Re: [RFC PATCH 1/5] mm/page_alloc: always add freeing page at the tail of the buddy list

From: Joonsoo Kim
Date: Thu Oct 13 2016 - 21:02:11 EST

On Thu, Oct 13, 2016 at 11:04:39AM +0200, Vlastimil Babka wrote:
> On 10/13/2016 10:08 AM, js1304@xxxxxxxxx wrote:
> >From: Joonsoo Kim <>
> >
> >Currently, freeing page can stay longer in the buddy list if next higher
> >order page is in the buddy list in order to help coalescence. However,
> >it doesn't work for the simplest sequential free case. For example, think
> >about the situation that 8 consecutive pages are freed in sequential
> >order.
> >
> >page 0: attached at the head of order 0 list
> >page 1: merged with page 0, attached at the head of order 1 list
> >page 2: attached at the tail of order 0 list
> >page 3: merged with page 2 and then merged with page 0, attached at
> > the head of order 2 list
> >page 4: attached at the head of order 0 list
> >page 5: merged with page 4, attached at the tail of order 1 list
> >page 6: attached at the tail of order 0 list
> >page 7: merged with page 6 and then merged with page 4. Lastly, merged
> > with page 0 and we get order 3 freepage.
> >
> >With excluding page 0 case, there are three cases that freeing page is
> >attached at the head of buddy list in this example and if just one
> >corresponding ordered allocation request comes at that moment, this page
> >in being a high order page will be allocated and we would fail to make
> >order-3 freepage.
> >
> >Allocation usually happens in sequential order and free also does. So, it
> Are you sure this is true except after the system is freshly booted?
> As soon as it becomes fragmented, a stream of order-0 allocations
> will likely grab them randomly from all over the place and it's
> unlikely to recover except small orders.
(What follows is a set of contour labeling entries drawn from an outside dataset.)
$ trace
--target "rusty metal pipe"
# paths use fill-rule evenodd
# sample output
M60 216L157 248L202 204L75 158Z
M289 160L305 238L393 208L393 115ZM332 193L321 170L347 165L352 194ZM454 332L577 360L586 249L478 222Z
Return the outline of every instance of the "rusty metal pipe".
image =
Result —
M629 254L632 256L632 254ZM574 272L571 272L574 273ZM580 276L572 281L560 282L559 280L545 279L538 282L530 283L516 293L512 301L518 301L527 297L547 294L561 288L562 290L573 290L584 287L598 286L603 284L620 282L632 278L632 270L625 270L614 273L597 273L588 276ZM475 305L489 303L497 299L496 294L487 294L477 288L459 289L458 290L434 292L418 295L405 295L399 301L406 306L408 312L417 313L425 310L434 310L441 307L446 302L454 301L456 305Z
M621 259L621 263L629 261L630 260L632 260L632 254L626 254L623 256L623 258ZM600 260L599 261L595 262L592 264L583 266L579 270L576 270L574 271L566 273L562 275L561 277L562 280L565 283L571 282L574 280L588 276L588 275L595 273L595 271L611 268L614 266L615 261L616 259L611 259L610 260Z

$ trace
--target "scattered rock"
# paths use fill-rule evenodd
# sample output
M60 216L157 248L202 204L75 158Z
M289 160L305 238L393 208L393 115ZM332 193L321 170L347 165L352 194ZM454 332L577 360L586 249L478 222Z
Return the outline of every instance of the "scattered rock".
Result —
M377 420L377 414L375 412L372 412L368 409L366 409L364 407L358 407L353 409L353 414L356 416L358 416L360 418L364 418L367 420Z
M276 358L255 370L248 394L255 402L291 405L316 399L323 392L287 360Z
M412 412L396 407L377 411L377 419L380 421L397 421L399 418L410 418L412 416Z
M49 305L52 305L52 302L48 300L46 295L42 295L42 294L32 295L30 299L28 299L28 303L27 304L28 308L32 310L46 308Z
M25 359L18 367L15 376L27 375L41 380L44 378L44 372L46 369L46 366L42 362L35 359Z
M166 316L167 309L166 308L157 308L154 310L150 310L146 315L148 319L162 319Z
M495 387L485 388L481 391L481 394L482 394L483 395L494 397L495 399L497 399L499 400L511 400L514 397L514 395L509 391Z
What we should really focus on is just a small order page
(non-costly order page) and this patch would help to make them. Even
if the system runs for a long time, I saw that there are many small
order freepages so there would be enough chance to alloc/free in
sequential order.

> >would be important to detect such a situation and to give some chance
> >to be coalesced.
> >
> >I think that simple and effective heuristic about this case is just
> >attaching freeing page at the tail of the buddy list unconditionally.
> >If freeing isn't merged during one rotation, it would be actual
> >fragmentation and we don't need to care about it for coalescence.
> I'm not against removing this heuristic, but not without some
> benchmarks. The disadvantage of putting pages to tail lists is that

I can do more test. But, I'd like to say that it is not removing the
heuristic but expanding the heuristic. Before adding this heuristic,
all freed page are added at the head of the buddy list.

> they become cache-cold until allocated again. We should check how
> large that problem is.

Yes, your concern is fair enough. There are some reasons to justify
this patch but it should be checked.

If merging happens, we cannot make sure whether this merged page is
cache-hot or not. There is a possibility that part of merged page stay
in the buddy list for a long time and is cache-cold. I guess that we
can apply above heuristic only for merged page which we cannot make
sure if it is cache-hot or not.

And, there is no guarantee that freed page is cache-hot. If it is used
for file-cache and reclaimed, it would be cache-cold. And, if
next allocation is requested by file-cache, it requires cache-cold
page. Benefit of maintaining cache-hot page at the head of the buddy
list would weaken.